The only difference is the identity of the beloved prime minister in question; and on closer scrutiny... well, it turns out to be not much of a difference at all.
We all know how it works: the players may change from time to time, but the game remains the same. In the days when the man dishing out the goodies was Lawrence Gonzi, Bondi would regularly abuse his virtual omnipresence on state TV to keep Gonzi in power at all costs - yes, even to the extent of attempting to cause a major panic on the eve of an election, in the hope of swaying a few uncertain voters at the 11th hour (and in flagrant breach of the law on corrupt practices... but it's a stupid law anyway, so who cares).
And it didn't stop there: Lou has habitually used his programme - which by the way has already bounced back onto TVM1, after having been briefly relegated to TVM2 (isn't it amazing how fast the back-scratching machine can work in this country when it is to the government's benefit?) - to constantly turn the tables on anyone who has failed to fall prostrate before the throne of the GonziPN administration.
Such critics were routinely invited as 'guests' on Bondiplus, where they were routinely mauled, savaged and humiliated through a series of orchestrated manoeuvres which invariably also involved the CEO of Public Broadcasting Services.
For example, the Lou Bondi we all saw on Bondiplus last Tuesday was very different from the Lou Bondi who had tried (unsuccessfully) to harangue and intimidate Franco Debono in January 2011 - but who on that occasion got a good deal more than he gave, much to his own visible chagrin.
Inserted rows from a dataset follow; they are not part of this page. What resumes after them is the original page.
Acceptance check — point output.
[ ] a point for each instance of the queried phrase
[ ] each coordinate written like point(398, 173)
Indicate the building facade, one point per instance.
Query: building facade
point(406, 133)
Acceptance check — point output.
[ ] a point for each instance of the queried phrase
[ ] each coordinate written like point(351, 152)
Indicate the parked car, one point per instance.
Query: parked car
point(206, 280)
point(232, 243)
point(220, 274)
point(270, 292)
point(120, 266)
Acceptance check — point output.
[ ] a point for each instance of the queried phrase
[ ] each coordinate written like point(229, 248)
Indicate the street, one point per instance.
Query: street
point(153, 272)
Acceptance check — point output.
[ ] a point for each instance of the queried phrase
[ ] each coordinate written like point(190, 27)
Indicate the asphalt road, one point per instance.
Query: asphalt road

It was, however, the same Lou Bondi who so fawningly drooled over Lawrence Gonzi whenever the former prime minister was his guest on the same programme.
Oh, and in case you might be thinking that Bondi's obsequious treatment of Muscat last Tuesday (at one point he showered the prime minister with praise for his 'progressive agenda' and even asked, "Shall I start with an easy or difficult question?" PUKE!) was the direct result of his own appointment to that silly national festivities board... Well, think again.
Sitting on a board to organize national festivities is a meaningless little trifle. But dominating PBS to the exclusion of all others - as Where's Everybody? has done since the late 1990s - oh, that's something else entirely.
And this is what lurks behind that infamous little backroom deal between Lou and Joseph. Like Little Tommy Tucker, Lou Bondi has been 'persuaded' to sing for his supper (or at least to play the guitar) under Labour, just as he had done under the PN.
And guess what? The people who howled the loudest against Bondi's abuse of state media under Gonzi - and who voted Labour in large numbers precisely to change that same old shabby 'way of doing politics' - are now at the forefront of the crowd as it ecstatically applauds Joseph Muscat for doing exactly the same thing.
So I suppose they can now expect all the same bullshit they fought against until last March: unpopular or controversial government actions or policies will continue to be painstakingly ignored by PBS, or else somehow sugar-coated to be made palatable or deliberately distorted beyond recognition, all by the same blatantly conspicuous coterie of hand-picked, government friendly journalists, who hijacked all the official state media organs almost 20 years ago and have been there ever since.
So I'm sorry to puncture your little bubble, but this is not Malta taghna lkoll. It's actually more like 'Malta still belongs to all the same A-holes'. And if that is not a problem to you... Well, it is a problem to me.
And I don't think I'm the one being inconsistent here.